Transformations also resonate in meditations on family, adolescence, and aging by Gaela Erwin, Henrik Kerstens,Trine Søndergaard, Alessandra Sanguinetti, and others. Known as a self-portraitist, Erwin turns her gaze to her aging mother, captured here at the dentist office. Rendered in shadowed pastel, the face depicted illuminates both self and other, past and future. Hendrik Kerstens has been photographing his daughter Paula since childhood, documenting her over the course of more than two decades to date, casting her as a figure from Old Master Dutch portraiture. Pimp-Up Towel recalls a 15th-century portrait, Jan van Eyck’s Man Wearing a Turban, thought to be a self-portrait of the Flemish master. Kerstens’s photograph illuminates both his reverence for Netherlandish painting, and his adolescent daughter’s self-awareness.

The young Danish girls photographed by Trine Søndergaard, clothed in traditional costumes for an annual island fête, appear young and old at once. Their headcoverings (called strude), and averted or obscured faces, allude to both indigenous rituals and global debates about religious garb such as the Muslim scarf and burqa.

Alessandra Sanguinetti’s subjects appear both individualized and typecast; their stories chart specific and universal rites of passage. The artist began photographing the two cousins on their family farm in Argentina; gradually the girls became collaborators, acting out fairy tales and fantasies, along with their everyday lives. An ongoing series, The Adventures of Guille and Belinda and the Enigmatic Meaning of their Dreams is both poignant and prescient: the Immaculate Conception enacted under a blue sky here predates Guille’s later, teenaged motherhood.

A darker blue suffuses Julie Blackmon’s Candy, an image of children at play that is subtly sinister and saccharine. The objects of human desire may beget longing, even obsession, as suggested in works by Louise Bourgeois, Graham Dolphin, and others. Haunted by childhood memories of a philandering, dominant father, Bourgeois’s vast, multi-media oeuvre exhumes the power plays of desire and obsession within a domestic realm. Graham Dolphin also examines and enacts obsession—the contemporary fascination and identification with celebrities—in his series of album covers, inscribed, word by minute word, with every lyric of the blues-infused writings of country singer Johnny Cash, recorded during a performance at a prison.

Romantic obsession is contextualized with humor and historical allusion in Elmgreen and Dragset’s photoshopped image of a classical marble sculpture, Ganymede (Jockstrap). According to Greek mythology, the young shepherd became Zeus’s object of desire; to woo him, the god took the form of an eagle, whose thirst Ganymede assuaged. Zeus appointed his young lover the cupbearer to the gods, transporter of the clear blue water of life and love. Later, Zeus granted Ganymede immortality as the constellation Aquarius, the water-bearer—to be forever fixed and admired in the navy-dark night sky. Here, the addition of a jockstrap updates the idealization of the young male body with an allusion to today’s fascination with youthful physical perfection.

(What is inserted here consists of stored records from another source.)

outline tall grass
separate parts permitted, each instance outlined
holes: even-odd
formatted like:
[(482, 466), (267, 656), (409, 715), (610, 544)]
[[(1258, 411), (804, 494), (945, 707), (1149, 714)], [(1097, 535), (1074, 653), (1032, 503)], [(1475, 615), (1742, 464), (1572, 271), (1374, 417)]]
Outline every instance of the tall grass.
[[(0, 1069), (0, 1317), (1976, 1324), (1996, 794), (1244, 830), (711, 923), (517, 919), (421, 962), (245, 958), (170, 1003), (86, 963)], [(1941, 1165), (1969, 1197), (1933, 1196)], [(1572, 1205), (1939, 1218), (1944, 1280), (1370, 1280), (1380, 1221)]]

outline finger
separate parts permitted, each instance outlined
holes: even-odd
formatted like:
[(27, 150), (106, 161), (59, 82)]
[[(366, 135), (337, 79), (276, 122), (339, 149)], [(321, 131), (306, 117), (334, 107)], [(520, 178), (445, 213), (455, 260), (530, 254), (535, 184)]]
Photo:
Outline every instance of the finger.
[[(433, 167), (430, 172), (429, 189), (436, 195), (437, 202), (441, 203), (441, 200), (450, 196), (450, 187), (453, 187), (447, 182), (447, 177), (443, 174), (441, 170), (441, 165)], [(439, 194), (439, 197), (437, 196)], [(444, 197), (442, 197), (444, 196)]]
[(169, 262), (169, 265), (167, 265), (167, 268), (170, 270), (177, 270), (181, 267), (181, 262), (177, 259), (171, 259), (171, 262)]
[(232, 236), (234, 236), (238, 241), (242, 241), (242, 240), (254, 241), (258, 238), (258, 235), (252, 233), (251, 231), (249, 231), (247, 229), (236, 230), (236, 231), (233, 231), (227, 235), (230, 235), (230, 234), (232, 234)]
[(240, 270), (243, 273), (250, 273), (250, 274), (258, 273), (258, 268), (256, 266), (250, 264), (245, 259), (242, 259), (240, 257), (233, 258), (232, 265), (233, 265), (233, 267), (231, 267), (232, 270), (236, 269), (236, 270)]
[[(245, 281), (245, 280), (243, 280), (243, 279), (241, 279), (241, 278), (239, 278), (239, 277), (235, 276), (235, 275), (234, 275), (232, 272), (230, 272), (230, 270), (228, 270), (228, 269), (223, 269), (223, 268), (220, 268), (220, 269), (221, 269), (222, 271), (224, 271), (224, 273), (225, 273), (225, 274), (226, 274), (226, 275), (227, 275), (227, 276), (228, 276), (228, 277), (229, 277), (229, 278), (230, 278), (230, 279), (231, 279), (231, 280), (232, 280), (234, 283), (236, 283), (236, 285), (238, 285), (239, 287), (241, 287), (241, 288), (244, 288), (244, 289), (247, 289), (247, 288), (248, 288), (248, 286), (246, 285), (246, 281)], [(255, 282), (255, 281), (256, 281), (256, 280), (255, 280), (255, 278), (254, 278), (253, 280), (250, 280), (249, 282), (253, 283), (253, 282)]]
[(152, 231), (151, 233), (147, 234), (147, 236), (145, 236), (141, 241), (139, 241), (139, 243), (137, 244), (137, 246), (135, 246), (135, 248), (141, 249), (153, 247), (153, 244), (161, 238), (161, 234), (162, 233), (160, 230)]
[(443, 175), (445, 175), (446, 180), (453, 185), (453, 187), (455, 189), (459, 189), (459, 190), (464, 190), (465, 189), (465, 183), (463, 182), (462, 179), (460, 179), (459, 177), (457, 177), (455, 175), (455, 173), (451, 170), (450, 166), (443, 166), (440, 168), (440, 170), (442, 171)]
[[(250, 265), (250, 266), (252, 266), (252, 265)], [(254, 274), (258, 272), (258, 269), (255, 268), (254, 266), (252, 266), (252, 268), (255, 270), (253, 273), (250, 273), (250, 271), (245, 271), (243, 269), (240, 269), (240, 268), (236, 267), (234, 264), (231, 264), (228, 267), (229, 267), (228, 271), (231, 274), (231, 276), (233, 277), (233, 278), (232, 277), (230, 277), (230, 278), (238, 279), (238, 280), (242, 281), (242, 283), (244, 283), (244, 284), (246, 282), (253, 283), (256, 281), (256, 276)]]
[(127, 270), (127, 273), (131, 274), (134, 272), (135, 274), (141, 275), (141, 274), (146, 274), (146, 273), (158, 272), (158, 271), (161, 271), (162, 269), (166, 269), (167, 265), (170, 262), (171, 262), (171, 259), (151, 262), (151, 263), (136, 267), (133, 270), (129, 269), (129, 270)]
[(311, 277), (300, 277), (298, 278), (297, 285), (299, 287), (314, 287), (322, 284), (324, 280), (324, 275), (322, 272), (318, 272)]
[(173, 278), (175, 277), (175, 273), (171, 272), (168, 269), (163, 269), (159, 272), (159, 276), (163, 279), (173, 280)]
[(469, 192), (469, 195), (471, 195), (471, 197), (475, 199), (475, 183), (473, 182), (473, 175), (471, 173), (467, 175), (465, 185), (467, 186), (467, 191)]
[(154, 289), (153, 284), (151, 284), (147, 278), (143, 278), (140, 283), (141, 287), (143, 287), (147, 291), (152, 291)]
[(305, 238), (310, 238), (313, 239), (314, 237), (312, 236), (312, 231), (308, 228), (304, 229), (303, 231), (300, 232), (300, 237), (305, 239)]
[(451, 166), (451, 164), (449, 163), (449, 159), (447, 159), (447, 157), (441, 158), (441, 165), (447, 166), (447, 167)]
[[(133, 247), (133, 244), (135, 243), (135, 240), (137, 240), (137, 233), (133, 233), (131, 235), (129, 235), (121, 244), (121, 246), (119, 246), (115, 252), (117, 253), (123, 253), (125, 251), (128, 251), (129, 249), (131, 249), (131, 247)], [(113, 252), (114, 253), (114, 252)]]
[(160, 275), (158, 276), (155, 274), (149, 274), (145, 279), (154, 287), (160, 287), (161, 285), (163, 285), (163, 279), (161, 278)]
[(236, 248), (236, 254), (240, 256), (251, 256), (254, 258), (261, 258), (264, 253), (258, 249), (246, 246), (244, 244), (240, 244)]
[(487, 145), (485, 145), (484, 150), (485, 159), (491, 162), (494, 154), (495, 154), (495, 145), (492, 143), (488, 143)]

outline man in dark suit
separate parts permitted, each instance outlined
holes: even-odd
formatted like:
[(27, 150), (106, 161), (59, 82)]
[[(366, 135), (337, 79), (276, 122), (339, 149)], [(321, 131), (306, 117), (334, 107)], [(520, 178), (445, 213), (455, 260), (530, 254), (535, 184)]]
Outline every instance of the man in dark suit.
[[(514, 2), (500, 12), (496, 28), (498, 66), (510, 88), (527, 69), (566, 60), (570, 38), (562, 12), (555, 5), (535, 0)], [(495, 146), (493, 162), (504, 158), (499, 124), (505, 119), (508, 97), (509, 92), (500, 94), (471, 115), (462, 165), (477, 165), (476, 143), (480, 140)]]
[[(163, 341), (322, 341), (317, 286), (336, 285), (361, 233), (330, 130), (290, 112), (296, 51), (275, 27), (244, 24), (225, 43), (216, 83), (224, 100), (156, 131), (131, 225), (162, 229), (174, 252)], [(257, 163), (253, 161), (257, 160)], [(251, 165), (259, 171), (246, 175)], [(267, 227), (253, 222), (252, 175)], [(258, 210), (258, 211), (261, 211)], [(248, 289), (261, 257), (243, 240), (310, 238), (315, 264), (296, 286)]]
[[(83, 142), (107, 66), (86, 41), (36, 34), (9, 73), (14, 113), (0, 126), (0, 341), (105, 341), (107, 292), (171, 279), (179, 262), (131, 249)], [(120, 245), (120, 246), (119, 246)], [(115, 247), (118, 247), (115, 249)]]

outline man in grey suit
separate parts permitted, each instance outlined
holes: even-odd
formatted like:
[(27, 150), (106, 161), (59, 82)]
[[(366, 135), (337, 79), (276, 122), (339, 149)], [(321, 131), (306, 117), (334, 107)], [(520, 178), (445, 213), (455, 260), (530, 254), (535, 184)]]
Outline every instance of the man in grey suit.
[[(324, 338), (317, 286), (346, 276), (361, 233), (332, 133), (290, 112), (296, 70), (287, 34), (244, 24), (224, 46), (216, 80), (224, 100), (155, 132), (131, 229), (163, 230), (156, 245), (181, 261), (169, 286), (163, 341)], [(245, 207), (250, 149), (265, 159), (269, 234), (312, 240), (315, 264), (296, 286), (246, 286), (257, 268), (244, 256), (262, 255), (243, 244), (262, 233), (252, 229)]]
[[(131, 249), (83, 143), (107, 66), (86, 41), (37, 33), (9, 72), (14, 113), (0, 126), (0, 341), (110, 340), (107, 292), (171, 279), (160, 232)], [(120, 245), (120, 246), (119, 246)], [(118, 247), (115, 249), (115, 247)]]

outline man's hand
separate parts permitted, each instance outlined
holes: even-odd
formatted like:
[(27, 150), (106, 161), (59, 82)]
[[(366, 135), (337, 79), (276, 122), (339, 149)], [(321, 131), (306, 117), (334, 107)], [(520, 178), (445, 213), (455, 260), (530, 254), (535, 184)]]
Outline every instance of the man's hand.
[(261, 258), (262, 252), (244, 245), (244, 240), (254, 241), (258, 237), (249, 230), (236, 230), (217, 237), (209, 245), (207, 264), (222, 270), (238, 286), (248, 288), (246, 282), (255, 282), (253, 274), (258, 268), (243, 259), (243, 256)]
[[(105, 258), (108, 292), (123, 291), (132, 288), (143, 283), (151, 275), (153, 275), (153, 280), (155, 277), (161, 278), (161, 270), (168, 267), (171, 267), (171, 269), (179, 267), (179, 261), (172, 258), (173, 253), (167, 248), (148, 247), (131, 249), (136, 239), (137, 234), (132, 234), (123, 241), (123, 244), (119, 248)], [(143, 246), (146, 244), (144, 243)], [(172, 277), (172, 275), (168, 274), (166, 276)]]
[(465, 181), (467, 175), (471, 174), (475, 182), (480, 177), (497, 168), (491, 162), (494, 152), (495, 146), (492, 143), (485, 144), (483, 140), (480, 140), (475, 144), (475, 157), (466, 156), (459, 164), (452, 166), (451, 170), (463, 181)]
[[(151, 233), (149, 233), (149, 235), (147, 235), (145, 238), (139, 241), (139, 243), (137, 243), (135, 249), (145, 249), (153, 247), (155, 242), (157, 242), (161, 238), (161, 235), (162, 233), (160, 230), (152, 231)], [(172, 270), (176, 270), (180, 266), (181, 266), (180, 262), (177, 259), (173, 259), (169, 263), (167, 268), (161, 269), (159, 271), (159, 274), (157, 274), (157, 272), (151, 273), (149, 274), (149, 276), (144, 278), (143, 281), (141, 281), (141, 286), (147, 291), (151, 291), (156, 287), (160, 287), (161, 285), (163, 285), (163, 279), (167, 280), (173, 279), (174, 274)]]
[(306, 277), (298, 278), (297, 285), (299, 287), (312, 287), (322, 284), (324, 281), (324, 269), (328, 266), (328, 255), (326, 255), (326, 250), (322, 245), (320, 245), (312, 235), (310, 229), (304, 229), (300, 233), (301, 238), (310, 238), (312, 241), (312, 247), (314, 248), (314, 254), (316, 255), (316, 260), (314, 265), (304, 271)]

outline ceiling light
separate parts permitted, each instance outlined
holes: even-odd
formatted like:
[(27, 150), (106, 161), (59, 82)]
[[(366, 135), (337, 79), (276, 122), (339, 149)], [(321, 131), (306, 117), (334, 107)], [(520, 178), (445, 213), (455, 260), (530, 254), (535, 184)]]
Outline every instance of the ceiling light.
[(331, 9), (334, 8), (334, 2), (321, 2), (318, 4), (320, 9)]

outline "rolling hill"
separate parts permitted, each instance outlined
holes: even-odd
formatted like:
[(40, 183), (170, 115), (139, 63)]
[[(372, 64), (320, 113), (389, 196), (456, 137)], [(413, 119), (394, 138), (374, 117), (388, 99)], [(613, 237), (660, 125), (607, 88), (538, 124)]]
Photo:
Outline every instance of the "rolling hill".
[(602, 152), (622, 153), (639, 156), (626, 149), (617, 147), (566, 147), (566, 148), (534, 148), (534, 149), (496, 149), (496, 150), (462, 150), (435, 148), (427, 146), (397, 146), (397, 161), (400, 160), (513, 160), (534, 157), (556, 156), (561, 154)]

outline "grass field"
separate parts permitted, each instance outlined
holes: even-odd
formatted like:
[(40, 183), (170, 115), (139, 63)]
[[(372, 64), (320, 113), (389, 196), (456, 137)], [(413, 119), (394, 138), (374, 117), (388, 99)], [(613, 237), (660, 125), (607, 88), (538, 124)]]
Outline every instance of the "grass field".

“The weight of the world is love,” repeat the three young, flaxen-haired graces featured in Ragnar Kjartansson’s six-hour video, Song. The lyric, both metaphoric and melancholy, is extrapolated from Kjartansson’s memory of an Allen Ginsberg poem. A performance artist known for staging endurance tests of strength and spirit, Kjartansson painted a portrait of a model friend every day of the 2009 Venice Biennale while both lived in the Icelandic pavilion. For Song, the artist cast his three nieces, capturing them singing, strumming, and sleeping atop an azure silk pedestal as daylight gives way to dusk, in real time. Filmed in Pittsburgh’s Carnegie Museum of Art, the neo-classical setting framing the scene aligns Kjartansson’s contemporary reverie with the ancient Greek vision of beauty as symmetry and synchronicity, in which beauty is truth and truth, beauty. Here, truth emerges from endurance and idealization, offering a transformative immersion into the paradox of unattainable, unalterable, authentic blue.